As a side-effect of getting market validation for our solution, we’re now facing the opposite phenomena to the one we witnessed in our early days. Many of the large software vendors as well as some smaller ones have jumped on the BTM bandwagon and are claiming to have a solution for end-to-end monitoring of all business transactions in complex IT environments. Few of these vendors actually developed new code. The others have mostly repackaged their existing assets, which are typically able to provide some level of visibility into a platform like a message bus or an application server, and are now claiming that it can provide the holistic end-to-end view of all business transactions. Today, when we present our solution to prospects, they no longer say BTM is a new concept that they need some time to digest – quite often they will say that they’ve heard the same pitch before and want to understand how we are different. No longer having to prove there is a real need for our solution, we now have to differentiate ourselves from a dozen vendors whose marketing slides claim they can deliver on the BTM promise.

Abraham Lincoln once asked how many legs a dog has if you call the tail a leg. The answer, he explained, was four, because calling a tail a leg doesn’t make it a leg. In my six years of being involved in technical BTM sales, if I learned one thing it is that the only way to build a BTM solution is from the ground up. Taking your old Java profiling tool and bundling it with a database plug-in and a network sniffer doesn’t make it a BTM solution and will not be able to deal with the problems that BTM solves in Production environments. You can call it BTM and claim that it can show end-to-end transaction flows 24×7 in Production, but to paraphrase Honest Abe, simply calling it BTM doesn’t make it so.

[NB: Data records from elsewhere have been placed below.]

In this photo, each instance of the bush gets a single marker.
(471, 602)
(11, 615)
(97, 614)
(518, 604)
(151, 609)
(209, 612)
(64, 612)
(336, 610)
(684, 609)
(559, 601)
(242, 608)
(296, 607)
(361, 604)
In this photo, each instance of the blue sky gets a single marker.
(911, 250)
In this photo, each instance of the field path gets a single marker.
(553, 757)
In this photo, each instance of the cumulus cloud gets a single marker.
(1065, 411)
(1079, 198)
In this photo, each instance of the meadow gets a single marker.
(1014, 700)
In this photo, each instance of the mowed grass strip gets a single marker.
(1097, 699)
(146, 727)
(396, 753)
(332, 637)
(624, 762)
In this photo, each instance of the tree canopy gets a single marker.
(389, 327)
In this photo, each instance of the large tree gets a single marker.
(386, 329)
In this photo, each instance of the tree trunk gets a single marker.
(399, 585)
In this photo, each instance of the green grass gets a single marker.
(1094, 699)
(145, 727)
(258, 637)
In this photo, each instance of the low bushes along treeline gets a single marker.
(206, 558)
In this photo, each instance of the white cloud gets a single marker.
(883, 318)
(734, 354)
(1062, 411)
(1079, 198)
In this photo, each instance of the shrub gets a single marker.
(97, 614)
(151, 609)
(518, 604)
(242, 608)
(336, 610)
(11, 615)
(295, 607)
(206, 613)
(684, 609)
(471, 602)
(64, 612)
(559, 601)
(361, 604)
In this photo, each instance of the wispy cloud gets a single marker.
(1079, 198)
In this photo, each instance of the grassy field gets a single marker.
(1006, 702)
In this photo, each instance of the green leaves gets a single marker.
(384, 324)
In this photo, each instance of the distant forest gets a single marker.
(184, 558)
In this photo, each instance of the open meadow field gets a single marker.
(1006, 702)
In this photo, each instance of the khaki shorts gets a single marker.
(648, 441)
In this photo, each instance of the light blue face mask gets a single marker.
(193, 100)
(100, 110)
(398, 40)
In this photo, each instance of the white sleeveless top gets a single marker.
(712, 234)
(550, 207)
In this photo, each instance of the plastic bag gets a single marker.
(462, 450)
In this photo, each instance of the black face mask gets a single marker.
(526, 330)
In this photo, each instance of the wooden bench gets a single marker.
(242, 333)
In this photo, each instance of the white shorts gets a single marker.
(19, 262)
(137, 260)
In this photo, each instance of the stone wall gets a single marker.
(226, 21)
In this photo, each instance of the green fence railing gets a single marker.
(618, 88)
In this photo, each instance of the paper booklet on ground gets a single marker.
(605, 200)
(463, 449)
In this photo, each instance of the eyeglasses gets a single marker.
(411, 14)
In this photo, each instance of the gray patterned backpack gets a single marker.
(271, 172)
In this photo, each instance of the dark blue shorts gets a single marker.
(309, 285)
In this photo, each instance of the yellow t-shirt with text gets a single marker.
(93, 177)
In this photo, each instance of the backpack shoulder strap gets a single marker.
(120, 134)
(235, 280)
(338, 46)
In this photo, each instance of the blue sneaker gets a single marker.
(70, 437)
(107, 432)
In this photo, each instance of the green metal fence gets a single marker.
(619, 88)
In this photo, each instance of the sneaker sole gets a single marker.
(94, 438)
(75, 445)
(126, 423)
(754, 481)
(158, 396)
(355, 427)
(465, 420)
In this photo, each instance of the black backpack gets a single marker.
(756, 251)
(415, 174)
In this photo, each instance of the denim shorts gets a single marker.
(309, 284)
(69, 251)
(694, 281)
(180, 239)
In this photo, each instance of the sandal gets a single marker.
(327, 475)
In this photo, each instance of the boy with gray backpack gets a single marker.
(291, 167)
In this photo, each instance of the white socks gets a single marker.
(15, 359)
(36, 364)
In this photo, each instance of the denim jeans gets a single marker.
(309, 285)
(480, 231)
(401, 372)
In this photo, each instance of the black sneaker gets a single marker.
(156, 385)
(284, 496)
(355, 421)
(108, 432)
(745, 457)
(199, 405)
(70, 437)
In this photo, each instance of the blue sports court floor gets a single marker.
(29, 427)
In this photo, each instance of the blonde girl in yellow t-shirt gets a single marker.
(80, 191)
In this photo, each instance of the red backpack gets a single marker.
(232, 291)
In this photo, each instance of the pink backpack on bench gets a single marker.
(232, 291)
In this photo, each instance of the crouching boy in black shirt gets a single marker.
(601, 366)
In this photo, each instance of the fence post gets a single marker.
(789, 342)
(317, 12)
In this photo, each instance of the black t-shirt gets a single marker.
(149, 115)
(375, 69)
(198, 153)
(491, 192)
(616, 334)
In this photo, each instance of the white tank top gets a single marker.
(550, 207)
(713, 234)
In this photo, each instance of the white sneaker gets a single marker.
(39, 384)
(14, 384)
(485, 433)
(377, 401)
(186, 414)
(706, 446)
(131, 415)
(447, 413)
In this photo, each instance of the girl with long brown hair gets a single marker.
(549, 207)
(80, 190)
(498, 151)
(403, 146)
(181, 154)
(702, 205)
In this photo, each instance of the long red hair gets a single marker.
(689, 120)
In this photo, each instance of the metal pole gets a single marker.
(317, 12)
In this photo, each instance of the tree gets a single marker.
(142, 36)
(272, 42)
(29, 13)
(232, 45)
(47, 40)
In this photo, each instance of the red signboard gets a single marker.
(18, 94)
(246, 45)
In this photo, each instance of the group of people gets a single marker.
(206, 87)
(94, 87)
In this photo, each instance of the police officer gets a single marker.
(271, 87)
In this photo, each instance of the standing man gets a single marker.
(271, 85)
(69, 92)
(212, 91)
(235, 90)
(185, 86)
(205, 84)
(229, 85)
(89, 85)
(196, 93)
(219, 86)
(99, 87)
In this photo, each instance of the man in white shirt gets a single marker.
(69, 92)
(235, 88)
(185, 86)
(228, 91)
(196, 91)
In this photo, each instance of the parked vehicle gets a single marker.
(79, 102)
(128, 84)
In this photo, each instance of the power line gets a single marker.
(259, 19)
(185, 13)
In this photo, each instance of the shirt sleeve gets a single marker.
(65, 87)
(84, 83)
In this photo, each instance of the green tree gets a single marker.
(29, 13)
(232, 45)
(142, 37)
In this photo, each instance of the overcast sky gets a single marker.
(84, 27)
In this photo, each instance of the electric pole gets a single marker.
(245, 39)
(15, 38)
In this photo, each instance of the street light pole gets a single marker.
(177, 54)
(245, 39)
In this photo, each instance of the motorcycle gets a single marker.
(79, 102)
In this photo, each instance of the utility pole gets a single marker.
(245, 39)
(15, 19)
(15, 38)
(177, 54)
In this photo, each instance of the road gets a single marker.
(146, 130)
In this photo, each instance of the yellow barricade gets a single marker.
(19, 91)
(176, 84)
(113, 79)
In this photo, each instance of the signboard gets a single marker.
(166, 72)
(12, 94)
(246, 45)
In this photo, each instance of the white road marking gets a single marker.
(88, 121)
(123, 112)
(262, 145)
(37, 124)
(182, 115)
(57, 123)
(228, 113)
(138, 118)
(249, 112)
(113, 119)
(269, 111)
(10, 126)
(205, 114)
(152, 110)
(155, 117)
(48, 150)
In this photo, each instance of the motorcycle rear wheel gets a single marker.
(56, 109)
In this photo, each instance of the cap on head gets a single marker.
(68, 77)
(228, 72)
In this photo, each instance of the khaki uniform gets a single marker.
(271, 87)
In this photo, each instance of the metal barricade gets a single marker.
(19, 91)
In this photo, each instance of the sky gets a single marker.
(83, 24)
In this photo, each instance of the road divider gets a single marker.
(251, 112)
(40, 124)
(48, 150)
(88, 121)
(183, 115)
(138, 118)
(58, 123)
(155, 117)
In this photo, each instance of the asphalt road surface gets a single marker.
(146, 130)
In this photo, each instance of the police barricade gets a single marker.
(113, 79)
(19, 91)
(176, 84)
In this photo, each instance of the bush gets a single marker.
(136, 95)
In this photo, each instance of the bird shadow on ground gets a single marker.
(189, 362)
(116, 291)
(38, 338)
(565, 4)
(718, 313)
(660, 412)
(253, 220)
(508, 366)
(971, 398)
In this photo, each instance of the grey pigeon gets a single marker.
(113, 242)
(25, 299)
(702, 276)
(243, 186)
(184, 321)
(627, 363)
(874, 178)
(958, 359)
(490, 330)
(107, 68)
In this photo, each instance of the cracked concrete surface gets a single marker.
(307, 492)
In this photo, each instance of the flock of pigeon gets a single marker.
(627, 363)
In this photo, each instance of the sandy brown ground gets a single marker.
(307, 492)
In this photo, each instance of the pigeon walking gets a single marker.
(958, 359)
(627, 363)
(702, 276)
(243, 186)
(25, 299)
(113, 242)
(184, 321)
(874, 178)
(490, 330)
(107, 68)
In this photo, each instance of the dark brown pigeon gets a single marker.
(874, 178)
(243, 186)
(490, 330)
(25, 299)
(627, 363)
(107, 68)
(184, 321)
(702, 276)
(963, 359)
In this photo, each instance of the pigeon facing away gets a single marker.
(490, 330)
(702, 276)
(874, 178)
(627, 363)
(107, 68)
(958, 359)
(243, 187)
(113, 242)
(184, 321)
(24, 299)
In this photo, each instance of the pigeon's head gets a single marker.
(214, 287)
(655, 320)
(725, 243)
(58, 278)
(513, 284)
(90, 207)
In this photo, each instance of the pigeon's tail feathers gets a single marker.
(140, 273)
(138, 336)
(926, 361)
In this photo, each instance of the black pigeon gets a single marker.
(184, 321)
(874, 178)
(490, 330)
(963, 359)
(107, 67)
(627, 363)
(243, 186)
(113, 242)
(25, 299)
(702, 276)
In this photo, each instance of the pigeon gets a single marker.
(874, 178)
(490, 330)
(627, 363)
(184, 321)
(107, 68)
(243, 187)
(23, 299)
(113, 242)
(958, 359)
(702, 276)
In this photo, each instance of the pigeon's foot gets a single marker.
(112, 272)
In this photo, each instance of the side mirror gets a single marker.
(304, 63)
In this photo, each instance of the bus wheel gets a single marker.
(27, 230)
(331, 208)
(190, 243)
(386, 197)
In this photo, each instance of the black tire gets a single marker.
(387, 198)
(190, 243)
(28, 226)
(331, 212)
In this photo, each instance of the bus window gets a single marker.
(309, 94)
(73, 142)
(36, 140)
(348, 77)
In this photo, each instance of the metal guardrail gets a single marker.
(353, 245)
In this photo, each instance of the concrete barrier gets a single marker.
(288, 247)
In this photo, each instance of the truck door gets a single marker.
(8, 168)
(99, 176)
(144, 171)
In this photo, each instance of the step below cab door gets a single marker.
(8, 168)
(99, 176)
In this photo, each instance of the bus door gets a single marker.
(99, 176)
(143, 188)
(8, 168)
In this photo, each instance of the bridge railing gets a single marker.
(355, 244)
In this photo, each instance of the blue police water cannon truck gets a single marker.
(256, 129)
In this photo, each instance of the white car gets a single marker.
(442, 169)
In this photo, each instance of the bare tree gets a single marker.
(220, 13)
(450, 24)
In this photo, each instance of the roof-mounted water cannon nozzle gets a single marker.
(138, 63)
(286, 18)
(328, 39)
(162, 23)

Dear reader: If you are one of the IT professionals who are evaluating BTM solutions and having a hard time telling them apart, start by checking which solution evolved from a single-tier monitor and which was built for BTM from day one. Compare the platform coverage matrices, and take the time to verify each vendor’s claimed abilities to auto-discover and show complex business flows with many different protocols inside and outside of the data center. One of the nicer aspects of BTM is that you should see its value right away, literally a few hours after you install. If a tool can only show you parts of your topology, or requires you to install several different products and integrate them together, then it is probably not a BTM solution. Buyer, beware! The slides of many vendors may look alike, but only a few have real BTM technology as well as the expertise required to get it implemented in a way that will deliver on the true promise of business transaction management.